O baque da eleição grega foi enorme e ameaça a sobrevivência da própria troika. Nada mais fácil, leitor, do que a sabedoria ex post factum. Agora é um verdadeiro coro de tragédia grega, repetindo que o programa da troika estava errado, que exigiu demais da Grécia e de menos de seus credores privados etc. Nova e mais abrangente reestruturação da dívida grega é dada como certa por muitos analistas.

Daqui a pouco até a Alemanha vai encontrar defeito na concepção do programa de ajustamento da Grécia. Não, isso não. Corta! Exagerei. A Alemanha, não. Mas, enfim, hoje é simples perceber os erros de avaliação da troika e dos seus procônsules gregos.

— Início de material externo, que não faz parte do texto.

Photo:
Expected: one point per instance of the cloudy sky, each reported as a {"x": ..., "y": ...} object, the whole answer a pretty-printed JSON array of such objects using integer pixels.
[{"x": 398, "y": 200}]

O desafio era perceber ex ante o caráter problemático do que se propunha para a Grécia. Para a reunião da diretoria do FMI que aprovou o primeiro programa grego, em 2010, a cadeira brasileira apresentou declaração escrita dizendo: “O programa proposto pode ser visto não como uma operação de salvamento da Grécia, que terá de passar por um ajustamento doloroso, mas como um socorro aos detentores privados de títulos da Grécia, principalmente instituições financeiras europeias". Foi o que aconteceu: a dívida da Grécia com credores privados foi transformada em dívida com credores oficiais, isto é, governos europeus, Banco Central Europeu e FMI.

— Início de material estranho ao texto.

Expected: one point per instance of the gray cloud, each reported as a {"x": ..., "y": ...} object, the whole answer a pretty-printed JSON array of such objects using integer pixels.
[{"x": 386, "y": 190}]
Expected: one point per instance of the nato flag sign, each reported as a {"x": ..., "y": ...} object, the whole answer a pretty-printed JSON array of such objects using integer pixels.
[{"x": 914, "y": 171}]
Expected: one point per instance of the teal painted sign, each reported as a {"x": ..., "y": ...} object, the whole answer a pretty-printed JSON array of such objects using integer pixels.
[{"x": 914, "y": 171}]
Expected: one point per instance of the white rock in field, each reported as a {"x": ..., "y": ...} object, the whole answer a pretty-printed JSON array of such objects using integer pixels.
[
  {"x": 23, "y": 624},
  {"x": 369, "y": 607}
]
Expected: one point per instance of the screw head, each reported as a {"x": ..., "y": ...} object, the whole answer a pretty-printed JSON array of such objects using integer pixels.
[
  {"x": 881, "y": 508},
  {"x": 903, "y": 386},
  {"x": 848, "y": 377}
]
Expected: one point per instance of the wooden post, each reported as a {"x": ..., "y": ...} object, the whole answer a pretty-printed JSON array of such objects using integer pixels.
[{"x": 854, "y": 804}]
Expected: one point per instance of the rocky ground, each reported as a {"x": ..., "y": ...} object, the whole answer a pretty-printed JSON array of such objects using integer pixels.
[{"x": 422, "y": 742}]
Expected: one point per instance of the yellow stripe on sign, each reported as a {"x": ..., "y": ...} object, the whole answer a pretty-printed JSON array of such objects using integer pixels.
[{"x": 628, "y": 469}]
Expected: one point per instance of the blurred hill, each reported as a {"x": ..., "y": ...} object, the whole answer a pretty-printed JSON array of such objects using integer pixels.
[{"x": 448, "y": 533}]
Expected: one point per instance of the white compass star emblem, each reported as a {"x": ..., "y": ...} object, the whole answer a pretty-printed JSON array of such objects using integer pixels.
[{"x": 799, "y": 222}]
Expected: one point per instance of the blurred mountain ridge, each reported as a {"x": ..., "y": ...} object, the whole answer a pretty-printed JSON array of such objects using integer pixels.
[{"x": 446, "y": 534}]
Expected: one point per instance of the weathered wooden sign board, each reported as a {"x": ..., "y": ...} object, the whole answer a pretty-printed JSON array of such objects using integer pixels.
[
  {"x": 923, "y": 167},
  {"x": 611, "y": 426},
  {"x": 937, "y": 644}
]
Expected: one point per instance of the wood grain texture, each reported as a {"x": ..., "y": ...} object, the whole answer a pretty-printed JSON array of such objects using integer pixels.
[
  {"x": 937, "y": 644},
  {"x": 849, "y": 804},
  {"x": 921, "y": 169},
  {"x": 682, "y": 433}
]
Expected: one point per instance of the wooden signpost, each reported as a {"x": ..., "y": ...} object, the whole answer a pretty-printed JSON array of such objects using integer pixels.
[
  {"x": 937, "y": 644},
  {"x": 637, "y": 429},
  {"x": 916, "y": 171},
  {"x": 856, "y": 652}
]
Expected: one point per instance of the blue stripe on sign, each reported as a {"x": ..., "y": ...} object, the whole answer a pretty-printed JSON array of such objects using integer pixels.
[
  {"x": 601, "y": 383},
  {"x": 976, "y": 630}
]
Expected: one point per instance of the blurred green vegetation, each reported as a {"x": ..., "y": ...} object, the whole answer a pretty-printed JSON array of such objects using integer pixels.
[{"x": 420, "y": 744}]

Ao longo da execução do programa, eu me abstive duas vezes em decisões da diretoria. Cheguei a deixar a cadeira vazia para sinalizar o meu desconforto com a forma como estava sendo conduzida uma das revisões do programa grego.

A minha preocupação era não apenas com a violência e excessiva ambição do ajuste imposto à Grécia, mas também com o risco de crédito e reputacional em que estava incorrendo o fundo ao emprestar somas volumosas a um país com duvidosa capacidade de pagamento. Os diretores do fundo não são apenas representantes de países membros, mas também responsáveis pela integridade da instituição.

Chegou a hora de a onça beber água. Veremos se a Grécia irá respeitar, como fazem quase todos os países, o status de credor preferencial do FMI.